For some reason, in this addled, self-conscious state, I decided it was my duty to clear fallen pine cones from the path. After all, our children were using it! Plus it seemed super cool to casually kick them from the path as I ran. I am a man who not only jogs, but nonchalantly betters the world as he goes. I don’t know exactly what I was thinking. Maybe my whole mess of impending mini-disaster was just a brew of being out in the nice weather, invigorated by exercise, but hobbled by the world – maybe I needed to impress someone, or be seen as less pathetic than I sometimes feel, and this was just my tiny, sad version of that? Regardless, I’m pretty sure the runners were impressed. Then, just as I jogged past them, I caught sight of my loose left shoelace. But I was distracted by all the pine cones, feelings of generalized overcompensation for indeterminate inadequacy, and jogging girls, so I kept my stride for several more yards.

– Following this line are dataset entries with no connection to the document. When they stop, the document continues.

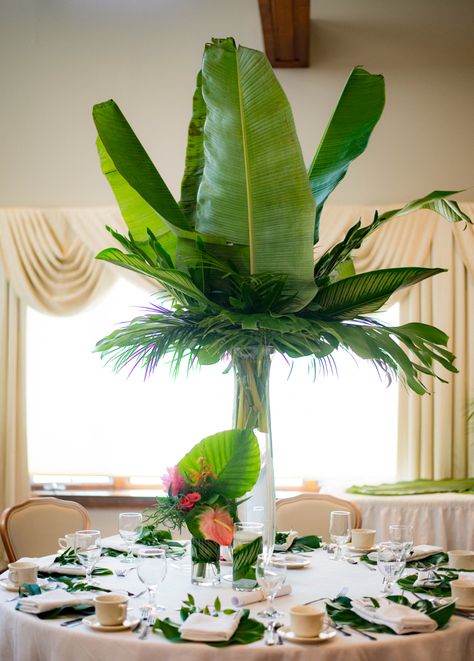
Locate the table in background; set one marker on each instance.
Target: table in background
(27, 638)
(443, 519)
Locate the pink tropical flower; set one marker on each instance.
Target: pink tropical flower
(186, 503)
(173, 480)
(217, 525)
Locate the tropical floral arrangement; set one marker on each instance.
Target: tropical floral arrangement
(204, 489)
(235, 257)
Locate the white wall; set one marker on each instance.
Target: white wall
(58, 57)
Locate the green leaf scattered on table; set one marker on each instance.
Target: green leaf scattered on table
(340, 610)
(248, 631)
(413, 487)
(300, 544)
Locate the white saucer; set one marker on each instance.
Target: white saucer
(292, 562)
(94, 623)
(323, 637)
(6, 584)
(357, 551)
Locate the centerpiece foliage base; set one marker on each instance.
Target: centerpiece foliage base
(205, 564)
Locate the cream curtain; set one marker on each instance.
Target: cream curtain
(46, 261)
(435, 440)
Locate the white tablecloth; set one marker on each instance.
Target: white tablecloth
(27, 638)
(443, 519)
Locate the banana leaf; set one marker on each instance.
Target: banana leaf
(346, 136)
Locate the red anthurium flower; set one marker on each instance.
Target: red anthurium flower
(217, 525)
(173, 480)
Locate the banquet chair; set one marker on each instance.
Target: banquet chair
(32, 528)
(309, 513)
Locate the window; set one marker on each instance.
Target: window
(87, 423)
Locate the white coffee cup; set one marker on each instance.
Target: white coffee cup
(363, 538)
(111, 609)
(461, 559)
(307, 621)
(67, 542)
(22, 572)
(462, 589)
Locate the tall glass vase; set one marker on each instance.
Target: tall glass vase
(252, 411)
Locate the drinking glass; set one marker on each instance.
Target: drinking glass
(339, 531)
(271, 574)
(130, 529)
(391, 563)
(402, 534)
(151, 570)
(88, 549)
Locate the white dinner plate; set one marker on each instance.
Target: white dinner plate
(357, 551)
(323, 637)
(11, 587)
(292, 562)
(94, 623)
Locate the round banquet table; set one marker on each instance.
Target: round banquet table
(25, 637)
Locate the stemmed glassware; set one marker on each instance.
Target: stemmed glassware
(339, 531)
(151, 570)
(88, 548)
(402, 534)
(391, 561)
(271, 574)
(130, 529)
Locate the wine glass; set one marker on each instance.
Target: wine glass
(151, 570)
(391, 561)
(339, 531)
(271, 574)
(88, 549)
(402, 534)
(130, 529)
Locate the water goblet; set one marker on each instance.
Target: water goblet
(271, 574)
(88, 549)
(402, 534)
(151, 570)
(391, 561)
(130, 529)
(339, 531)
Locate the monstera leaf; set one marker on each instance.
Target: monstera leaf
(233, 457)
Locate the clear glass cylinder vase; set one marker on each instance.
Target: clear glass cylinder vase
(252, 411)
(205, 562)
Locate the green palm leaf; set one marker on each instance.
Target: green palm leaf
(194, 155)
(254, 189)
(340, 253)
(172, 279)
(367, 292)
(234, 458)
(346, 136)
(137, 213)
(133, 164)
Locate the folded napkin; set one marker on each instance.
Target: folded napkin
(205, 628)
(423, 551)
(399, 618)
(292, 535)
(47, 601)
(246, 598)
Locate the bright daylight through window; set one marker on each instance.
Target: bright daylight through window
(83, 419)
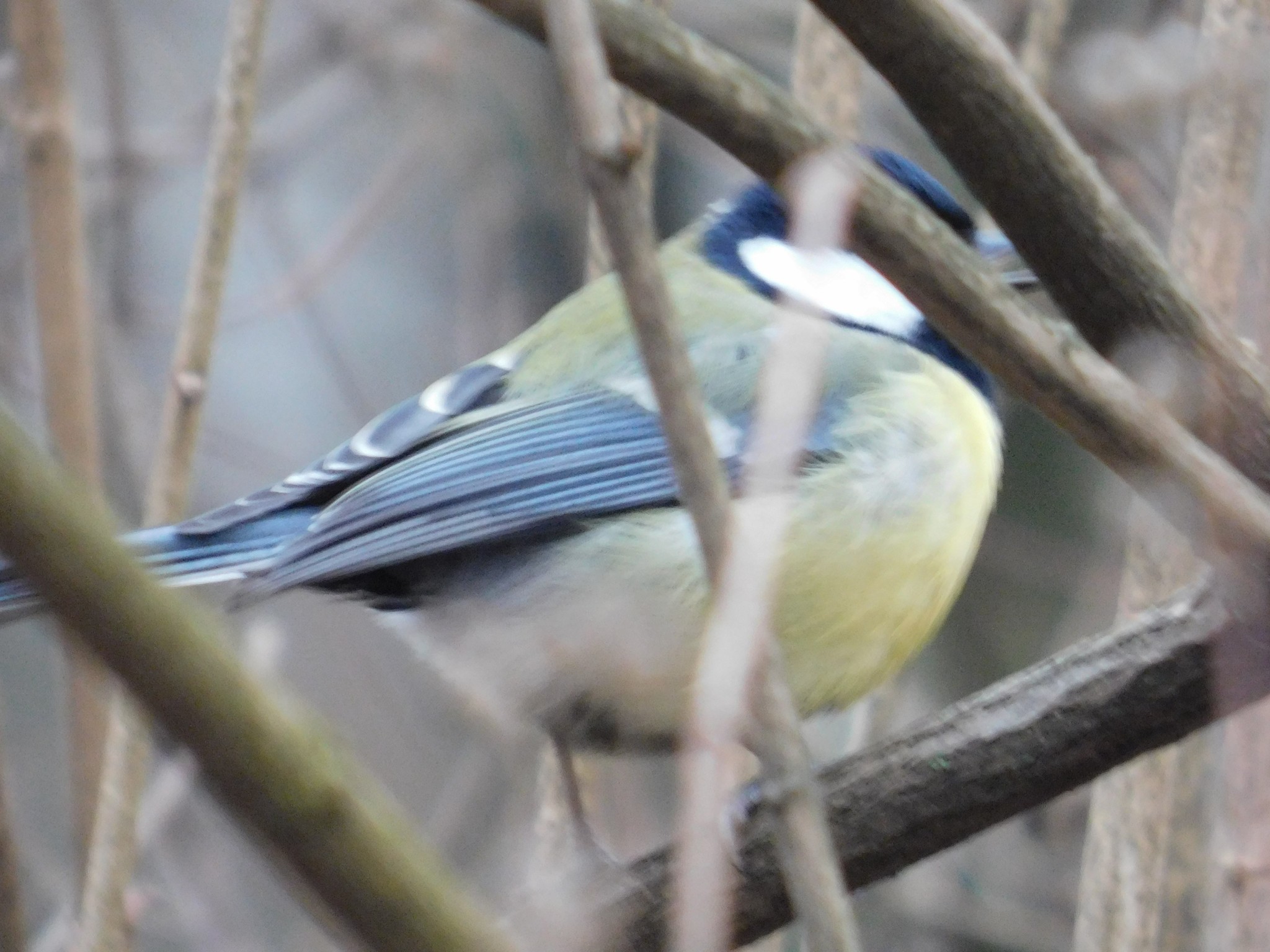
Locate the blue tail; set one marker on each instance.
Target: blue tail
(183, 560)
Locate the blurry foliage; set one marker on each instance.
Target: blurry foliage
(412, 203)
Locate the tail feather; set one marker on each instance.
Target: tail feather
(182, 560)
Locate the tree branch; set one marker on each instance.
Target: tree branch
(1014, 746)
(60, 272)
(321, 815)
(113, 852)
(1042, 361)
(1099, 265)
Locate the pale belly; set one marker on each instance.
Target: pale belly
(595, 637)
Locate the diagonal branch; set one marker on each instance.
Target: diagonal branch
(113, 850)
(1099, 265)
(61, 280)
(741, 547)
(323, 816)
(1042, 361)
(1014, 746)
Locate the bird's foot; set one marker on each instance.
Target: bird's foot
(745, 805)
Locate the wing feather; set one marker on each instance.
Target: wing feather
(526, 471)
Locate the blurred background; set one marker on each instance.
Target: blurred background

Just then, I came upon a huge pine cone in the middle of the path — I lined it up for the society-bettering, ankle-saving kick it deserved, but as I was getting my aim on the cone, I saw my shoelace again, visibly untied. Now my brain was simultaneously telling me to do two things: kick the pine cone – an instruction already received and in mid-execution – and “stop and tie your shoelace before you trip” — a new instruction yet to be integrated into either my cerebral cortex or my straining body.

How I saw myself, nimbly clearing debris as I jogged. 

Apparently, this type of neuro-physical overload is the third rail of forty two year-old widowed brains. I neither made contact with the pine cone nor tended to my errant lace. Instead of the clean, Killian Mbappe style strikes I laid on the previous pine cones, making the greenway safe for jogging and enshrining myself in the “older hero type” teenage mental hall of fame (which I’m pretty sure totally exists), I struck the ground awkwardly about six inches behind my stride, stepping on my untied lace with the other foot, and crumpling to the ground, in a heap almost exactly in the mid-point between the pack of girls and the boys ahead of me. I skinned my left knee pretty good and got both my hands for good measure when I broke my fall.

How I appeared to others witnesses my feats of agility. 

I’m pretty sure the kids didn’t see anything. The girls were headed the opposite direction and I wasn’t anywhere near catching the boys. And I’m over thirty, so basically invisible?

Plus, like I said, this wasn’t my first rodeo. I’d not only fallen before, I had fallen only about twenty yards from the exact spot where I went down this time. It had been a while. But it’s good to know that my athletic ability is still an apt metaphor for my personality.

Anyhow, I knew what to do: I took a moment to assess the damage, but not wanting to seem overly concerned about the ungainly half-gainer I – a middle aged, beet red man, sweating profusely from every pore in his body – had just performed for a crowd of indifferent teens, I quickly tied my shoe, and took off at a trot for home.